I always have crazy dreams when I am pregnant. Last night I dreamed that we were on a cruise ship that had a circus. You had to climb up many flights of stairs to get to the show. I saw on a poster that my dad was the main event as an acrobat. I suddenly remembered that he did that, somehow I forgot? So I ran and ran up the steps to see his show just as it was starting. Up, and up all those flights of stairs. I was exhausted and out of breath when I reached the top, only to look down and see that the acrobat wasn't my dad. I saw the poster at the top of the stairs with another man's name as the main event. Apparently the poster I saw earlier had been old. But of course they replaced him, he's dead. Of course I didn't remember that he was an acrobat, because he didn't do it anymore.

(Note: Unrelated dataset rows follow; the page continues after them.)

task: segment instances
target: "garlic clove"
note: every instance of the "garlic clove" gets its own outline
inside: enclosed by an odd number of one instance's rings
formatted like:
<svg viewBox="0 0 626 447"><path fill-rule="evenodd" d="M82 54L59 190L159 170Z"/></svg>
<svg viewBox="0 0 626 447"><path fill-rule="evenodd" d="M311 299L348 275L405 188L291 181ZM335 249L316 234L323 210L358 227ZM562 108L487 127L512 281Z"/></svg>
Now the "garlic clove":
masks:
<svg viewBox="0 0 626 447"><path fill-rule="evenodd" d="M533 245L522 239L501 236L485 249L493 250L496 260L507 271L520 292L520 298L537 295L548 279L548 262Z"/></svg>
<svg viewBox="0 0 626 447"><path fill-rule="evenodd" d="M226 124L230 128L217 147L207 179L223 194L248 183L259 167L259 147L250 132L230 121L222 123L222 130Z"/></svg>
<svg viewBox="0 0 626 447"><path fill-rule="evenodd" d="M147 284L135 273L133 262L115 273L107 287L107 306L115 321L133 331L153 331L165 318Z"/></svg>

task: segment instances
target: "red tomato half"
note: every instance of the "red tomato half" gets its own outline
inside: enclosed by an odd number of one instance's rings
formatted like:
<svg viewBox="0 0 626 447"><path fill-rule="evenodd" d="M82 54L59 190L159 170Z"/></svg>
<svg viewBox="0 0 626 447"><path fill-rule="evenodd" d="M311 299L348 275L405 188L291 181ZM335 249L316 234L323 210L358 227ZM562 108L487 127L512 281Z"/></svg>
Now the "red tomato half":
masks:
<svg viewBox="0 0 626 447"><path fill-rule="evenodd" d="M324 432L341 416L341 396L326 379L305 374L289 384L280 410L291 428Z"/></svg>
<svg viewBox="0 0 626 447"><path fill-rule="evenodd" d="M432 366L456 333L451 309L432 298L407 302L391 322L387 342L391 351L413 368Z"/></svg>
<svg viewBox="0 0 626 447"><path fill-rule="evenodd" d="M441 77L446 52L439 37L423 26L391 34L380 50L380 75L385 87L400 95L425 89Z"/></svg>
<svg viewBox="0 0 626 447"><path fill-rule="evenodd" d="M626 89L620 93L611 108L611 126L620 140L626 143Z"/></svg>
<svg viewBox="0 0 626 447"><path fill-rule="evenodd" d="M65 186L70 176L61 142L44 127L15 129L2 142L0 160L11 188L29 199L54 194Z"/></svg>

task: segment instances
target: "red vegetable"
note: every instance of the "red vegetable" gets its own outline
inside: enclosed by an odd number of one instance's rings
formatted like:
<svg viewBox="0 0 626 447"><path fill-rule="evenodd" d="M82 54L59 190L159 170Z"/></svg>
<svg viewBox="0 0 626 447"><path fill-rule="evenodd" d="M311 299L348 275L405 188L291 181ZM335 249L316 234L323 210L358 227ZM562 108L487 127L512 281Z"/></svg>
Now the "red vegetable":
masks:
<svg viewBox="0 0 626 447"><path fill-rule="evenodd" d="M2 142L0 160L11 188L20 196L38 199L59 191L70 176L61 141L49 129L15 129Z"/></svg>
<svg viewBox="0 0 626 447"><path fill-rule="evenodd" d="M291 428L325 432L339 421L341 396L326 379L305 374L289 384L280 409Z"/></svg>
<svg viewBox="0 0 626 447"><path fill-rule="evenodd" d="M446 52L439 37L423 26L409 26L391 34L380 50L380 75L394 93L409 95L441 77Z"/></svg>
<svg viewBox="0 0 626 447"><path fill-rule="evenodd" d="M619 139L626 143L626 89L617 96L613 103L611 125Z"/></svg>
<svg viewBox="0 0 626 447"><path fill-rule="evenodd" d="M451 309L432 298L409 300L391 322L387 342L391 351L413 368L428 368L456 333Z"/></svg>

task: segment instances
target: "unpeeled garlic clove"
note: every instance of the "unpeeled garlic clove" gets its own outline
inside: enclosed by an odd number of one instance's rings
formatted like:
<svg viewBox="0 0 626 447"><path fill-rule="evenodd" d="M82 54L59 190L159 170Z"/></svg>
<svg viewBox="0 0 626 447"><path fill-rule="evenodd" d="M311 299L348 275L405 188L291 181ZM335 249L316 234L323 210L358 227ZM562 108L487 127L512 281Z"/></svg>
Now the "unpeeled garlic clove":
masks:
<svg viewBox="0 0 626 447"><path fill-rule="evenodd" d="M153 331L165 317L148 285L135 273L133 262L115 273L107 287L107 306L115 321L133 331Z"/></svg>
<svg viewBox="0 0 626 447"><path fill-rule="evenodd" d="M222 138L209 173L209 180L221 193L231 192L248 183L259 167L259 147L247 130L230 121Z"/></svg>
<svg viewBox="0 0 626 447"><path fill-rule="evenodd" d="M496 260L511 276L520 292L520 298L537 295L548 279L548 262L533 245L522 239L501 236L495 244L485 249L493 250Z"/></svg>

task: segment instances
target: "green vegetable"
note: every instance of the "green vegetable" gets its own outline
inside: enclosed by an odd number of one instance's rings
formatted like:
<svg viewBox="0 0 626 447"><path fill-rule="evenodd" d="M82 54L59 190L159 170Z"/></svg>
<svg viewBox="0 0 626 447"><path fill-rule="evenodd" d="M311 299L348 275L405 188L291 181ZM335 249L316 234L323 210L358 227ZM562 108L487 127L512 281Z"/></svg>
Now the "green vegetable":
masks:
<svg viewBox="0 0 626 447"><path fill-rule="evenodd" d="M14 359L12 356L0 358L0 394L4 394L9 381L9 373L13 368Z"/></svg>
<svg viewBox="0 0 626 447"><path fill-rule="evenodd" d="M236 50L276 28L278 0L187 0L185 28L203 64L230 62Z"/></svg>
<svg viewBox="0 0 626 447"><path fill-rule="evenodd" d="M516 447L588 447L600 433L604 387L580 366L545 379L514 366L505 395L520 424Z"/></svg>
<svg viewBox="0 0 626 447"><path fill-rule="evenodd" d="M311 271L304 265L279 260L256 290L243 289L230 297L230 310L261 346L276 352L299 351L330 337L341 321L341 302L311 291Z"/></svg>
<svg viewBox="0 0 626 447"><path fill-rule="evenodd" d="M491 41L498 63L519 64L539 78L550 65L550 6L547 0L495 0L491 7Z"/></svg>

I cried and cried, and I couldn't even catch a breath between my sobs. And I woke up dry sobbing in my bed. No tears, but sobbing. It's weighed on me a little this morning. But my dad never was an acrobat anyway. I was so excited to see him, but when I'm awake I know I can't. I think I'll just blame crazy pregnant hormones. But for some reason I felt like blogging my dream.
1 comment:
While I don't have the life experience leading to these kinds of dreams, I will agree that I have CRAZY dreams when I'm pregnant. Crazy. And I woke up sobbing many a time in my pregnant dreams. They suck.